I was disheartened by the sentiments of some A.V. Club comment-boards regulars who said they'd only open up their wallets for effects-driven spectacles like Spider-Man 3 because other types of movies would play just as well on DVD. To a large extent, I blame the independent movie scene—specifically, its hasty embrace of digital video—for degrading the value of film as a photographic medium. If filmmakers don't care a whit about the quality of their images, then viewers are correct in believing they can just as easily watch a movie on television without losing anything. Now, I don't wish to open up the small-screen/big-screen can of worms again, because we've been down that road before in another Crosstalk, but it's a sad side effect of the blockbuster mentality that other types of films are being dismissed as inessential theatrical experiences.
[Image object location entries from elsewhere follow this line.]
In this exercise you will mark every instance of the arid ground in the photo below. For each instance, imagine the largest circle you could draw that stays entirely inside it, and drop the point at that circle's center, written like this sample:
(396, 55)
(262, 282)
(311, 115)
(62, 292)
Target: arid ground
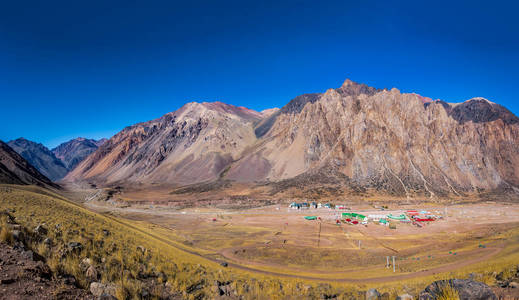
(277, 240)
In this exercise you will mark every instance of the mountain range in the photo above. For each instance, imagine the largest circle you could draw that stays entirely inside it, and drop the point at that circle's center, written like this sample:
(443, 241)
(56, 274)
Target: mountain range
(352, 138)
(56, 163)
(14, 169)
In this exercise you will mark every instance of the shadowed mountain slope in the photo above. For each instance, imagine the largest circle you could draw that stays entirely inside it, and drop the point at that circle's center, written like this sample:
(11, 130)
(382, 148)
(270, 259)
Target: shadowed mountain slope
(40, 157)
(14, 169)
(368, 138)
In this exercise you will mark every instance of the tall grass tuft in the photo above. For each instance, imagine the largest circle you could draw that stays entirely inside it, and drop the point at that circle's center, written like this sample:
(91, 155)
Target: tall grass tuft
(448, 292)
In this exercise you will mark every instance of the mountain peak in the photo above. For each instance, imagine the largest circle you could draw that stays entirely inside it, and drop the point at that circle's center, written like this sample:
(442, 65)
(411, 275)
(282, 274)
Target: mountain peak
(348, 82)
(352, 88)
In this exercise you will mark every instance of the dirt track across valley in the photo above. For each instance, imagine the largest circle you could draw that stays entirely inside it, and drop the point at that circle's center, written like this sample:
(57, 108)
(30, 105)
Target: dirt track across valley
(492, 251)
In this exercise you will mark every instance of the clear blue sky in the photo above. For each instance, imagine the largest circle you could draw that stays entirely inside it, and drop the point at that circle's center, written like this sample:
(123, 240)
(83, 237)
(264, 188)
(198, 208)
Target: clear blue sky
(90, 68)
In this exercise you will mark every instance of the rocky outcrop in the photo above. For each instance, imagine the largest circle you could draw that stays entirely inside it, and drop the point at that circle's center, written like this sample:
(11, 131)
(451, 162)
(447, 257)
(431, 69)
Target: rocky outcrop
(73, 152)
(466, 289)
(369, 139)
(403, 144)
(193, 144)
(40, 157)
(14, 169)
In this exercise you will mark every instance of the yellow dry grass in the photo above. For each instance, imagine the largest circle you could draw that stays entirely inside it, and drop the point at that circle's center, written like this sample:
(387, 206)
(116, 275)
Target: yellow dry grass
(121, 262)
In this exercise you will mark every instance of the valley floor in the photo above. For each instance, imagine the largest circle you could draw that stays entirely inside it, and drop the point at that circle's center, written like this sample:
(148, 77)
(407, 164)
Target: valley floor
(276, 240)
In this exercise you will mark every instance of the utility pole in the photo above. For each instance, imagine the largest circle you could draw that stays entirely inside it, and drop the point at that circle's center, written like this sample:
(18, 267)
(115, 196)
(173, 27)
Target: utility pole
(319, 236)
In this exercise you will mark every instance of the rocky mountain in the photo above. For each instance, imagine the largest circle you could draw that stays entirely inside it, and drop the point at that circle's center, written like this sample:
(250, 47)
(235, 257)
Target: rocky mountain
(14, 169)
(40, 157)
(196, 143)
(71, 153)
(354, 137)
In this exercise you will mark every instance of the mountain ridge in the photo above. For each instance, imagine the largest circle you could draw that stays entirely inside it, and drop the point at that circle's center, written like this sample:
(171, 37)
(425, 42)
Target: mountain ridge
(14, 169)
(378, 138)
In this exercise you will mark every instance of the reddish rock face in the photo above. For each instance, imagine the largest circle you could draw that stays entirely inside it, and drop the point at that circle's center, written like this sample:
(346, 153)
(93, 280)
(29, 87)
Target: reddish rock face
(369, 138)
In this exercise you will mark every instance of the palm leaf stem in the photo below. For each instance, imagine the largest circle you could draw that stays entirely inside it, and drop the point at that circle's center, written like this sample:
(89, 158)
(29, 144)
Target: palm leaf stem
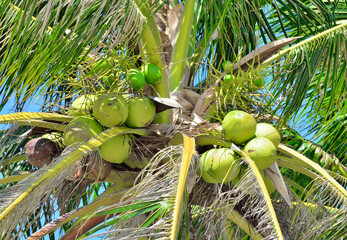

I leave you with another favorite quote, this one from a scene in Bull Durham in which veteran catcher Kevin Costner gives some advice to the young speedballer played by Tim Robbins: "Don't try to strike everybody out. Strikeouts are boring, and besides that they're fascist. Throw some ground balls. They're more democratic." In this scenario, think of the studios as Roger Clemens. And even if you don't hate Roger Clemens, you certainly don't wish to see the fucker pitch every night, do you?